I am working on creating a chatbot that takes the orders for groceries.
So the queries like-
I would like [5]{“entity”:“qty”,“group”:“1”} [large]{“entity”:“size”,“group”:“1”} [carrots]{“entity”:“item”,“group”:“1”} and [10]{“entity”:“qty”,“group”:“2”} [lemons]{“entity”:“item”,“group”:“2”}
The above query works well, but when we go for three items the entity and group prediction badly reduces.
Consider the query like -
I would like [5]{“entity”:“qty”,“group”:“1”} [large]{“entity”:“size”,“group”:“1”} [carrots]{“entity”:“item”,“group”:“1”} [10]{“entity”:“qty”,“group”:“2”} [lemons]{“entity”:“item”,“group”:“2”} and [10]{“entity”:“qty”,“group”:“3”} [tomato]{“entity”:“item”,“group”:“3”}
For this query , the group is not predicted successfully.

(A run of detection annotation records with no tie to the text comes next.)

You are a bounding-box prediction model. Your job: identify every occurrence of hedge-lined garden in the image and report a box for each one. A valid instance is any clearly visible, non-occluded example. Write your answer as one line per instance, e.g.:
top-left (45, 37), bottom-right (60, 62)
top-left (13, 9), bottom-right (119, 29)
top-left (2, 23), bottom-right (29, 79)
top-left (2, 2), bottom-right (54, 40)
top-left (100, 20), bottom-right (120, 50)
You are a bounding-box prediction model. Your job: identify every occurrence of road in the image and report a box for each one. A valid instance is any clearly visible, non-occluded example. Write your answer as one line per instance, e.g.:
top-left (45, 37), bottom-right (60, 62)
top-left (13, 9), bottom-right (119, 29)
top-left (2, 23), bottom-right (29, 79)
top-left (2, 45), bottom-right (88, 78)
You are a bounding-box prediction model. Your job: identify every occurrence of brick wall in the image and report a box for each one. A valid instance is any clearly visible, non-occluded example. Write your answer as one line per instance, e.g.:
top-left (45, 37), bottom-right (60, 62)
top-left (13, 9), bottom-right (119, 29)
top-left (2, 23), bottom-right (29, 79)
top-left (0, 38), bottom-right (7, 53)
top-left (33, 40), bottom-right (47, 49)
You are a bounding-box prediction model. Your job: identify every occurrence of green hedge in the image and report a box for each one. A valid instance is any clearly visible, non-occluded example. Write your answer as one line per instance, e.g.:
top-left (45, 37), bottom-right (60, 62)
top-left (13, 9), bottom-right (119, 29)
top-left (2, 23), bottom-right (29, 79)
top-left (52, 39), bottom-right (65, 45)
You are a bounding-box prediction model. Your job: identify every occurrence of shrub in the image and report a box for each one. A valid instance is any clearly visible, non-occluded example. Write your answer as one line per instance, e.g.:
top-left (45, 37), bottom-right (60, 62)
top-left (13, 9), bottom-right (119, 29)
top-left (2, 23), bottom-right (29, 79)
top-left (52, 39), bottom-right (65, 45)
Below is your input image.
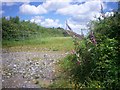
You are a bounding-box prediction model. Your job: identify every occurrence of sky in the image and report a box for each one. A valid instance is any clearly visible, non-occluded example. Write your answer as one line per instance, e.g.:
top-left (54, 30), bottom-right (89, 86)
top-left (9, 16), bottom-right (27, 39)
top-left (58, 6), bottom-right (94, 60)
top-left (0, 0), bottom-right (118, 34)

Kindly share if anyone has these type of use cases where the same type of entities (item) in this case occur together multiple times in the same query and group is used to associate other attributes like qty and size
From my experience (not only with Rasa) it is tricky to extract group relations with CRFs, which are implemented in Rasa. Group labels are kind of static in the sense that the AI actually learns a fixed label like “groupe: 3” and not just that two or more items need to have the same label. The group labels are determined depending on the features of the token/tokens and the transition probabilities. But with the static properties of the group labels itself, this sometimes results in the label being predicted based on the specific token rather than the sentence structure. So for example: if the token “10” in all examples has the label “groupe: 2” then the AI will predict this label independent from the actual sentence. What helpes is to have a number of permutations for all available lists you can imagine. You will then have examples like this:
10 carrots, 5 apples, 2 cucumbers
2 carrots, 10 apples, 5 cucumbers
5 carrots, 2 apples, 10 cucumbers
10 apples, 5 cucumbers, 2 carrots
etc.
In the best case the AI will now learn to predict the label based on the sentence structure. This has of course some downsides. First, the amount of data is increased a lot and the training time will increase as well. Second, the dataset is now rather artificial and the AI might perform worse on other predictions, because the users will in the end behave differently than it is suggested based on your dataset.